A fever you can’t sweat out hieß das im September 2005 veröffentlichte Debüt der Band aus Summerlin, einem Vorort vom Reißbrett von Las Vegas. Der Weg von hier zum Gewinn der MTV Video Music Awards mit „I Write Sins Not Tragedies“ war ein schwindelerregend kurzer; Platin für eine Million verkaufter Alben in ihrer Heimat erreichten sie in weniger als einem Jahr. PATD waren 2006 das für die USA, was Mika 2007 für Großbritannien darstellte: instant Superstars. Mit einem ebenso großen Talent für Showspektakel, die unserem virtuellen Zeitalter Rechnung tragen.

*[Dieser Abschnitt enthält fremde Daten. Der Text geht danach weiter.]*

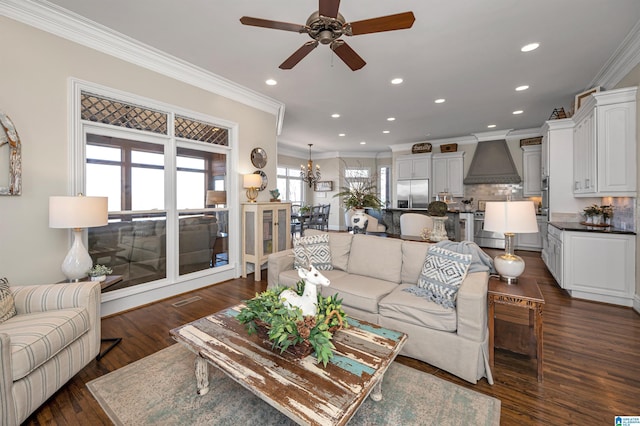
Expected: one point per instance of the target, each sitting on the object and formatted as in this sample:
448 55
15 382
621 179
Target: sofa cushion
376 257
37 337
407 307
314 249
290 277
340 246
359 291
7 306
413 255
441 277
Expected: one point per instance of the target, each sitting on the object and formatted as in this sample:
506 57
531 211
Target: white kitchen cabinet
416 166
533 241
599 266
604 150
266 229
552 256
532 170
557 165
448 173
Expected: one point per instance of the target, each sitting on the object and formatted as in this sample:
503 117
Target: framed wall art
323 186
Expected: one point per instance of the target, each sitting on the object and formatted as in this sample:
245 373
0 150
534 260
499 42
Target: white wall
36 68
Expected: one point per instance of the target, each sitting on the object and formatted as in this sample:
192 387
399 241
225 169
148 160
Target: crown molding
623 60
63 23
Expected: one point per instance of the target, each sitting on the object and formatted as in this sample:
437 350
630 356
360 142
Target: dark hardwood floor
591 358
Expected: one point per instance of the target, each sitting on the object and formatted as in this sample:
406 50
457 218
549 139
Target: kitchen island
391 218
593 263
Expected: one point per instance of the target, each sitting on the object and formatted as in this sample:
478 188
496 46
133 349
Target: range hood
492 163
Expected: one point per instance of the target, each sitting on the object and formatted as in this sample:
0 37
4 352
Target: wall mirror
10 158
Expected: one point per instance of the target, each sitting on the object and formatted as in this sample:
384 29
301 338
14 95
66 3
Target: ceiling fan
326 26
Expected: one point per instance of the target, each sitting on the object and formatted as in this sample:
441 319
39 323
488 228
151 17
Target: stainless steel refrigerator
413 194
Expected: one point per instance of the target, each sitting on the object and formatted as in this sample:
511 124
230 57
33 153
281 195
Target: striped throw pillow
7 307
314 248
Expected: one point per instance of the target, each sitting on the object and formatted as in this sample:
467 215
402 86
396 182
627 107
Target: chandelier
307 174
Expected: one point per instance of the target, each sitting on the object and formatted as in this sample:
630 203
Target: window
290 185
167 196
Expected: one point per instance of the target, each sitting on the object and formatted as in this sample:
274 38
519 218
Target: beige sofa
370 274
55 333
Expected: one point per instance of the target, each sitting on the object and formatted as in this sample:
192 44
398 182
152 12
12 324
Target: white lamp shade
517 217
216 197
252 181
77 212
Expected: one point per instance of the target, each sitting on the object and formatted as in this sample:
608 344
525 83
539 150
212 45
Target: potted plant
438 212
357 194
275 195
288 330
99 272
467 204
593 214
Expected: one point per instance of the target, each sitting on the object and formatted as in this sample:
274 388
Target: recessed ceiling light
529 47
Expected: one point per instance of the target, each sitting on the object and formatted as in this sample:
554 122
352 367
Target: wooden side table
524 294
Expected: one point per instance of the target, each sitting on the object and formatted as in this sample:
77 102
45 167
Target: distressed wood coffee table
304 391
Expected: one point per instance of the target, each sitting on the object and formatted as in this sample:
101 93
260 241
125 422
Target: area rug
161 390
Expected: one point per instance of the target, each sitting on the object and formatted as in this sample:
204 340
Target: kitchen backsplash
624 212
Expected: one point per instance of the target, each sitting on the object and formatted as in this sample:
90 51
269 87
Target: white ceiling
466 51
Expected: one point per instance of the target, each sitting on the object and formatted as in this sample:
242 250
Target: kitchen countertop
576 226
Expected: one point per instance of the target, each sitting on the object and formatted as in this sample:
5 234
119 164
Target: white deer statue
309 299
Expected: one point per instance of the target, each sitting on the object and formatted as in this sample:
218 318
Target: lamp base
509 266
77 262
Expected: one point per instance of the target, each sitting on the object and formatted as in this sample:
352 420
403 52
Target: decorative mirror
258 157
265 181
10 158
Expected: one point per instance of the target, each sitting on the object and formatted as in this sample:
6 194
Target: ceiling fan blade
298 55
329 8
266 23
348 55
400 21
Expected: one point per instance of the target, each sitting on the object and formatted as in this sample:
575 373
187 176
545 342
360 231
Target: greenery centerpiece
286 327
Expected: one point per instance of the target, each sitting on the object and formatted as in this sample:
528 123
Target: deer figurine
309 299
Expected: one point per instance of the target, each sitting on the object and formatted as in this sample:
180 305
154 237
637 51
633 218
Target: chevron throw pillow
7 307
314 248
442 274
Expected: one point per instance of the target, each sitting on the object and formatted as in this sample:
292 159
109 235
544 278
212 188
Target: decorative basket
449 147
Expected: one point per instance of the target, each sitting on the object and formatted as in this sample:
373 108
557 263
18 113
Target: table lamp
252 182
510 217
77 213
216 198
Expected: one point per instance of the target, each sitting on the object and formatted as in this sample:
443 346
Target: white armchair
55 333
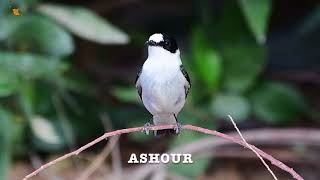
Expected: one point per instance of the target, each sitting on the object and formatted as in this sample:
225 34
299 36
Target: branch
244 140
160 127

Ganz im Gegensatz zu der selbstsicheren Bühnenpersönlichkeit, die Brendon Urie zum großen Conferencier des Konzertabends in der Münchner Muffathalle machen wird, versinkt er im Interview schweigsam im Sessel, antwortet meist nur auf direkte Ansprache. Das neue Album seiner Band klingt ganz erstaunlich. Die Sequencer klackern nicht mehr, die letzte Spur Emo steckt nur noch in Brendons tremulierender Stimme. Panic At The Disco haben eine völlig neue, betont akustische Richtung eingeschlagen, die eindeutig von den britischen Bands der 60er inspiriert ist. Und im Bandnamen hat sich eine typografische Änderung ergeben. Das Ausrufezeichen ist verschwunden, was von Brendon und Spencer Smith achselzuckend als kleine Geschmackskorrektur dargestellt wird.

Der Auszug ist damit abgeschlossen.